Comme le rapporte le quotidien Il Corriere della Sera, Lucetta Scaraffia, coordinatrice du supplément Les Femmes dans l’Église du quotidien L’Osservatore romano, faisait remarquer hier que le « stéréotype » séculaire de la femme tentatrice « a connu un grand succès dans l’Église ». Ce stéréotype, le pape François l’a démoli. Les « lieux communs blessants » vont à l’encontre de la vérité. Car, explique le pape, à travers les mots adressés au serpent, « Dieu entoure la femme d’une barrière protectrice contre le Mal, à laquelle elle peut avoir recours – si elle le souhaite – à chaque étape de son existence ».
Le Christ lui-même, rappelle-t-il, est né d’une femme. Et le récit de la Genèse « dit que la femme porte en elle une bénédiction secrète, pour la défendre contre le Malin – comme la femme de l’Apocalypse, qui court cacher son fils à la vue du Dragon – et que Dieu la protège ».
Ce n’est pas la première fois que le pape s’attaque au sujet. Il y a quelques mois, le souverain pontife avait qualifié de « machiste » l’idée selon laquelle la crise du mariage serait due à l’émancipation des femmes: « Pauvres femmes! », avait-il alors soupiré.
Cette observation, François l’avait glissée peu avant l’été, sous la forme d’une boutade en plein milieu d’une audience dans laquelle il parlait du « véritable scandale de la disparité » entre hommes et femmes, mettant en garde contre la « fausseté » de ceux qui voient dans l’émancipation de la femme la cause de la crise de l’institution maritale. « C’est une forme de machisme, dont le but a toujours été de dominer la femme. Nous risquons de commettre la même bévue qu’Adam, lorsque Dieu lui a dit: ‘Mais pourquoi as-tu mangé la pomme?’ et qu’il a répondu: ‘C’est la femme qui me l’a donnée.’ C’est toujours la faute de la femme. Pauvres femmes! Nous devons les défendre! »
http://www.huffingtonpost.fr/2015/09/17/pape-francois-eve-adam-bible_n_8152988.html
Qui dit que les femmes sont sous estimées dans l’Église? S’il n’y a pas de femmes Prêtres, il y a tout de même des femmes avec d’autres responsabilités, qui ne sont pas les moindres, tout est question de l’apostolat et de la fidélité à sa vocation.
Mais si la vocation d’une femme est de servir le peuple de Dieu comme prêtre, comment peut-elle être fidèle à sa vocation?

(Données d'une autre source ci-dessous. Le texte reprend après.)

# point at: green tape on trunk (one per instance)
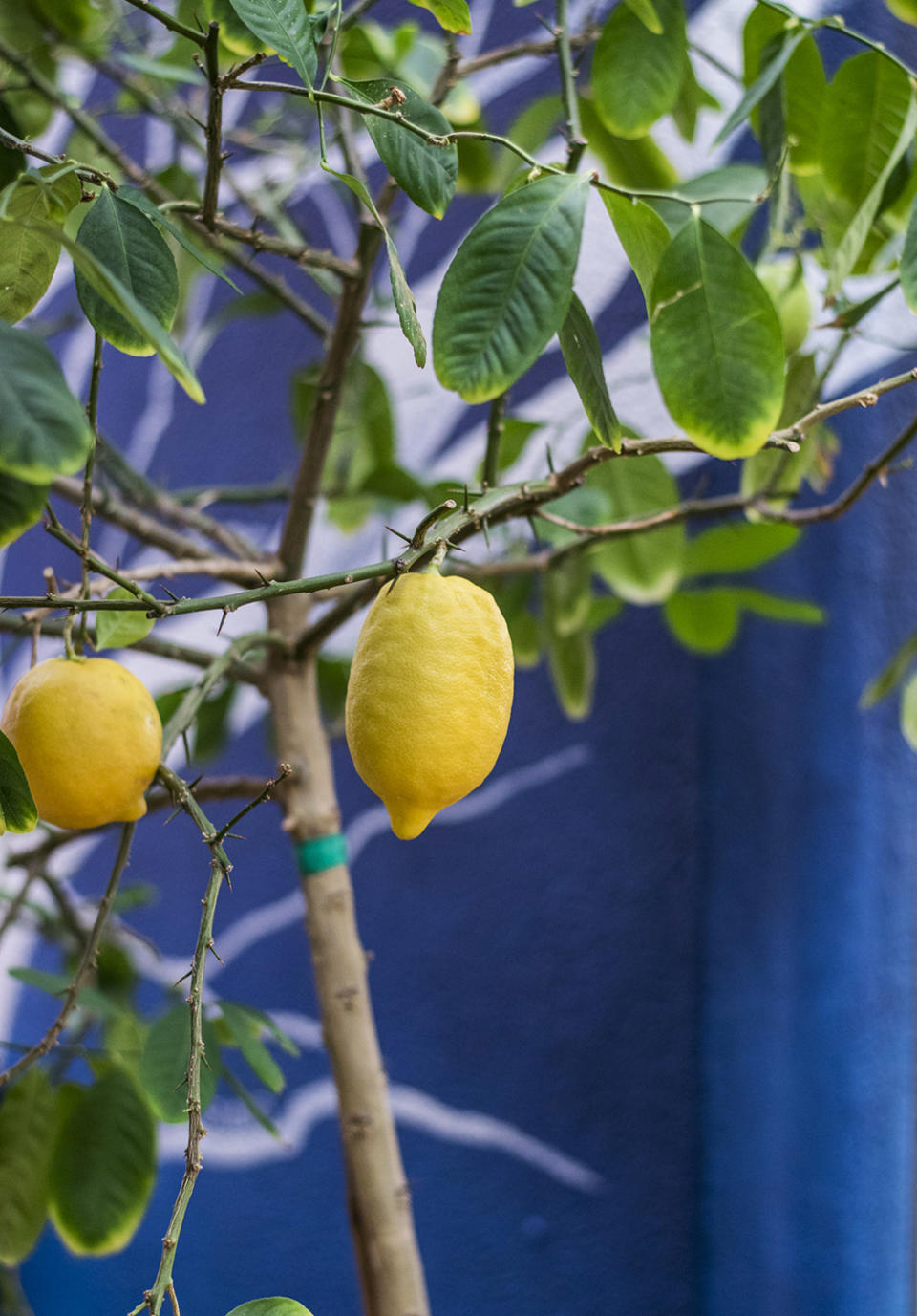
(320, 852)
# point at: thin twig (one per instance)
(86, 963)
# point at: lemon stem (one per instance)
(69, 648)
(438, 557)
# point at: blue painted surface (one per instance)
(649, 1019)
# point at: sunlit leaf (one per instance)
(508, 287)
(635, 73)
(118, 629)
(27, 1133)
(717, 346)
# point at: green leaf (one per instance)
(801, 86)
(142, 203)
(717, 345)
(17, 809)
(211, 724)
(571, 660)
(452, 14)
(271, 1305)
(741, 187)
(103, 1165)
(20, 507)
(775, 608)
(246, 1030)
(637, 74)
(567, 595)
(27, 1133)
(703, 620)
(628, 162)
(425, 173)
(250, 1104)
(508, 287)
(851, 244)
(646, 12)
(762, 83)
(44, 430)
(908, 716)
(645, 568)
(131, 248)
(287, 28)
(164, 1065)
(736, 547)
(122, 302)
(29, 257)
(891, 676)
(707, 620)
(56, 984)
(867, 105)
(641, 233)
(401, 293)
(120, 629)
(582, 355)
(693, 97)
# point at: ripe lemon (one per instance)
(429, 695)
(88, 737)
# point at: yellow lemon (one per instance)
(429, 695)
(88, 737)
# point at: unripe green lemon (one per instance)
(429, 695)
(88, 737)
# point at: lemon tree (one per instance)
(762, 268)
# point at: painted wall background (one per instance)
(646, 998)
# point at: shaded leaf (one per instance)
(103, 1165)
(17, 809)
(567, 595)
(20, 507)
(717, 346)
(129, 247)
(44, 430)
(582, 355)
(625, 161)
(728, 198)
(164, 1065)
(851, 244)
(425, 173)
(646, 12)
(891, 676)
(635, 73)
(271, 1305)
(28, 257)
(246, 1030)
(118, 629)
(645, 568)
(56, 984)
(572, 665)
(703, 620)
(508, 287)
(142, 203)
(641, 233)
(736, 547)
(27, 1133)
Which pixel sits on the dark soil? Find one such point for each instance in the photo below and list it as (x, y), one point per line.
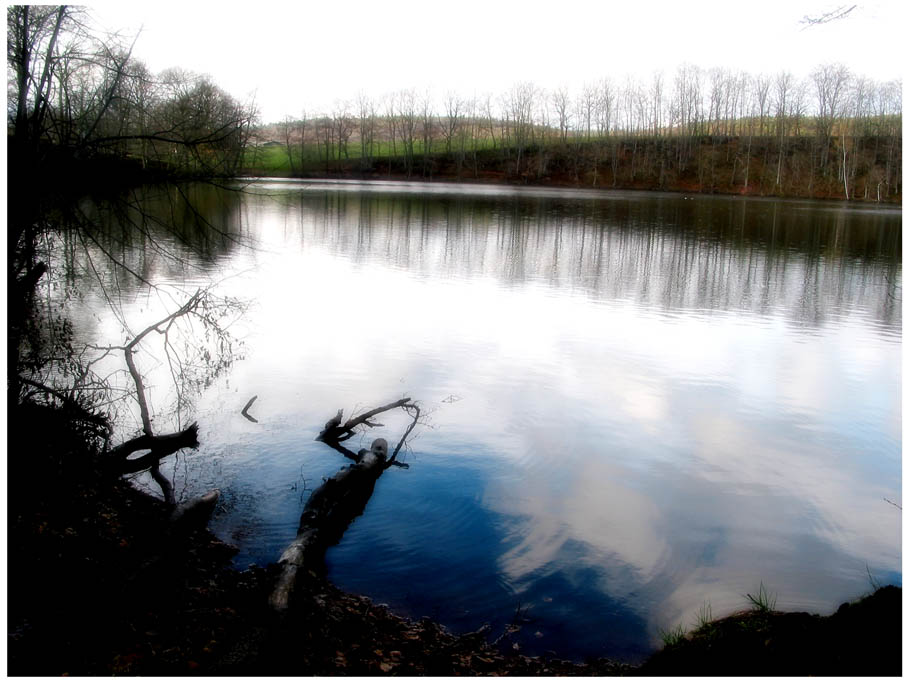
(100, 583)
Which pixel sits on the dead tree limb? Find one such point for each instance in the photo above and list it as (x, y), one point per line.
(334, 505)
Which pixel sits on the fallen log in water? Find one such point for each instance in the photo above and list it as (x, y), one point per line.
(339, 500)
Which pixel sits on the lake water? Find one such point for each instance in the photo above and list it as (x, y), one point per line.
(639, 404)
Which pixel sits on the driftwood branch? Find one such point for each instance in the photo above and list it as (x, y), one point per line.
(334, 505)
(246, 414)
(158, 447)
(335, 431)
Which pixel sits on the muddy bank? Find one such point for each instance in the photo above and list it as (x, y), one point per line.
(101, 583)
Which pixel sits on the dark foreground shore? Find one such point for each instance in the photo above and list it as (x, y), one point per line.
(100, 583)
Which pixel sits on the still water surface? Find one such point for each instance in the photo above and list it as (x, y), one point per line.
(638, 403)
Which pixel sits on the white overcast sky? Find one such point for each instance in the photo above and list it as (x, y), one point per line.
(309, 55)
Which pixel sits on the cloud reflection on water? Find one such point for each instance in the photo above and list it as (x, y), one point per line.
(662, 401)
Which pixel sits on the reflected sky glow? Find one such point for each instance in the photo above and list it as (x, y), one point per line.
(656, 403)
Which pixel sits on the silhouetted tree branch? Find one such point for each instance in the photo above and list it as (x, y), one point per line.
(340, 499)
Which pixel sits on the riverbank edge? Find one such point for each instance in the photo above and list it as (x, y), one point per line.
(100, 583)
(547, 169)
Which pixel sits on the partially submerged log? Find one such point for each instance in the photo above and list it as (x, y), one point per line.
(158, 447)
(339, 500)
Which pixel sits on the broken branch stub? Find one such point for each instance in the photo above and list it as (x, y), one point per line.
(334, 505)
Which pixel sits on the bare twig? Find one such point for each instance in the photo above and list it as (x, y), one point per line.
(839, 13)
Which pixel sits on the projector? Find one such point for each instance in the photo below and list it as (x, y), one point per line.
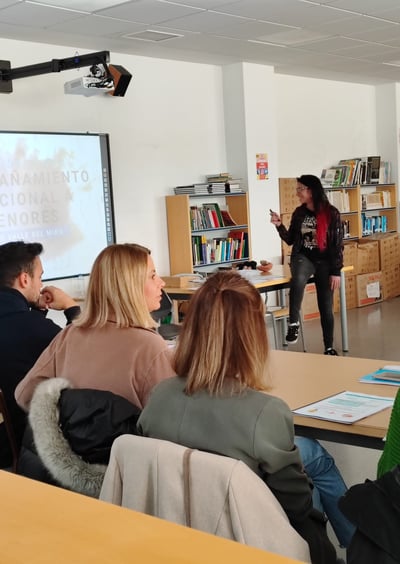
(88, 86)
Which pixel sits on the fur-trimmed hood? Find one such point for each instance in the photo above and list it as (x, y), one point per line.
(68, 468)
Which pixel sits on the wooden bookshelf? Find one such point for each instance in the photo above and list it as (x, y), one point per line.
(355, 203)
(180, 232)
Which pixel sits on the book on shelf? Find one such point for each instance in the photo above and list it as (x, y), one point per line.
(331, 177)
(359, 170)
(373, 224)
(339, 199)
(373, 168)
(384, 172)
(351, 172)
(227, 218)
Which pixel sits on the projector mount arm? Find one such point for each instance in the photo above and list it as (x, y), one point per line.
(7, 74)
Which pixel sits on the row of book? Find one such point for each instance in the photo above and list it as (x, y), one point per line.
(220, 249)
(360, 170)
(209, 216)
(222, 183)
(373, 224)
(339, 199)
(346, 229)
(378, 199)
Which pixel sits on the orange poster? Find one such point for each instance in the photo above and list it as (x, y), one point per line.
(262, 166)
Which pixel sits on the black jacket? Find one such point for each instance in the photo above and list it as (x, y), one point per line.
(24, 334)
(71, 431)
(293, 236)
(374, 507)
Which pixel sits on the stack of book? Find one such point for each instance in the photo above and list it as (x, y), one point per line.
(221, 183)
(360, 170)
(219, 249)
(209, 216)
(373, 224)
(339, 199)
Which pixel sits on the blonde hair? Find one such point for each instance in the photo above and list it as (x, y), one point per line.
(116, 288)
(223, 338)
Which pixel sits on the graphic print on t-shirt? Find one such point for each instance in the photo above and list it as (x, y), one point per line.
(309, 232)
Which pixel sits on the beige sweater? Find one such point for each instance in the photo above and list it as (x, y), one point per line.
(215, 494)
(128, 362)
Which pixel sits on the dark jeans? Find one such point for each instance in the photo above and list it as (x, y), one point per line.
(302, 268)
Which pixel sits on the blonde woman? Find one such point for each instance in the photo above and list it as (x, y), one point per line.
(219, 401)
(113, 344)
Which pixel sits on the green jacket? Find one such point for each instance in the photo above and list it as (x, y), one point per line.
(254, 427)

Toujours le même problème pour les femmes et la même illusion des hommes d’Église! Qui leur aurait donné à eux seuls, entre eux seuls, et pour tous les temps, la vocation de décréter quelle est la vocation de LA Femme, sur base d’une féminité qu’ils fantasment plus ou moins et qu’ils enferment dans une Théologie de la Femme où les femmes bien vivantes et réelles n’ont pas part? On est loin de l’affirmation de l’égale la dignité du couple biblique…loin de la co-responsabilité baptismale des chrétiennes et chrétiens. On est loin bien loin de la parité que femmes et hommes cherchent à vivre aujourd’hui, en s’émerveillant déjà de ce qu’elle apporte!
Good to see a talent at work. I can’t match that.
Chère Odette, C’est avec une certaine douleur que je lis tes réflexions parce qu’elles sont le reflet de grandes vérités et de souffrances vécues dans notre Église. Je rêve de ministères variés mis en exercice dans la communauté sans égard au sexe ou à l’orientation sexuelle. Je rêve aussi que ces ministères soient repensés complètement parce qu’ils sont façonnés sur le modèle de l’Ancien Testament et sont trop loin de l’Évangile. Peut-être que la présence des femmes contribueraient à les évangéliser.